The second part of my theory is this. In local church ministry, the most demanding, critical, most imposing person we ever have to deal with is a first-time mother. A mother bringing her firstborn child to the nursery for the first time is one of the most fierce creatures you’ll ever encounter. She wants to know when the room was last cleaned. When were the toys last disinfected? Is the wall paint safe for babies? When was the last time the baby sheets were washed? When was the last time the crib was wiped down?
(When their second or third child comes along, this same mother will drop them off at the nearest curb, but the first child is a whole new experience.)
Now, let’s get back to Mary. She is a new mother. She has just given birth to her firstborn son and, on top of that, He’s the Son of God. She’s not going to just put Baby Jesus anywhere, and certainly not in a feeding trough.
Here’s what I think happened. Mary gave birth and was tired. She wanted to rest. So, she would have given the baby to Joseph. Joseph, being a new dad, would have held his baby for a while, but babies get heavy. Eventually, Joseph would have gotten tired as well and, looking around, Joseph would have seen the manger.
Joseph would have thought the following: the hay is soft, the manger is the right size for Baby Jesus, and he’ll only put Jesus in the manger for a little while. He’ll pick Him up again before Mary wakes up.
What can I say? Joseph is a guy. He would have looked at the manger and then, he would have looked at Jesus. He would have noticed that the manger and the baby were about the same size and he that placing Jesus in the manger would be a perfectly good way for Jesus to rest. The baby could rest. Mary could rest, and he could rest. What’s the problem?

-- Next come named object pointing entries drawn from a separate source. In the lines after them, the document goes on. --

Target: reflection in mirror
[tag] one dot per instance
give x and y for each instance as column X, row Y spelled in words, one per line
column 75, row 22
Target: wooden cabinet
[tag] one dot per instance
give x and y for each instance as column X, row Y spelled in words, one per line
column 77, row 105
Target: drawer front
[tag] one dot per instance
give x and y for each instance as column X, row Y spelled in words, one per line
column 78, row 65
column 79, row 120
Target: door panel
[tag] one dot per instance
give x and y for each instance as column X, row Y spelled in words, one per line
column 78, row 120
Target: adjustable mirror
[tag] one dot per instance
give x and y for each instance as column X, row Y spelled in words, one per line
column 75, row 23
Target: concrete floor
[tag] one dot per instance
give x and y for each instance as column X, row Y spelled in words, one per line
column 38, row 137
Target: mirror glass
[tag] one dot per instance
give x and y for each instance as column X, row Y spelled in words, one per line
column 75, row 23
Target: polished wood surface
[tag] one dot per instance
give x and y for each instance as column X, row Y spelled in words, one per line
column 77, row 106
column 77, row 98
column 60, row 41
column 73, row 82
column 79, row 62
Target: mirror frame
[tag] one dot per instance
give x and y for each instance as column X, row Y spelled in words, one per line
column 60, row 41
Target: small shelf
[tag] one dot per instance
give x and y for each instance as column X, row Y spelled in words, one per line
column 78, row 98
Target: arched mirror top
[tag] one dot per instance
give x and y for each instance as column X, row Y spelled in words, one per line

Mothers around the world are now cringing at the thought of a newborn baby sleeping in a feeding trough.
What would you have done? When a tired and exhausted Mary handed the baby to you? Would you have pulled Him into your chest, holding Him closely to your heart? Or, would you have found somewhere convenient to lay Him down?
Every decision in our lives, everything we dream and hope for is all hanging on this one decision — what will you do when God hands the Baby to you?
The scandal of Christmas isn’t that Jesus has come into the world. The scandal is that Jesus has come to us. The offense of Christmas isn’t that Jesus was laid in a manger, but that God placed Christ in the unsanitary hearts of people like you and me.
God, in His wisdom, knew that we couldn’t get to Him. It’s not for lack of effort. It’s just beyond our capacity. We don’t have the wisdom, courage, or compassion to do what needs to be done. You only have to look at the problems of today to be reminded that most of them were solutions to yesterday’s problems. Yesterday, the burning of coal solved our energy needs. Today, the burning of coal is causing climate change. We repeat this unfortunate cycle in every area of our lives. We fix one area of our lives only to realize we’ve broken it somewhere else.
The Father broke these cycles of despair by stepping into human history. That was God’s choice. Now, at Christmas, He waits for us to choose — what will you do when God hands the Baby to you?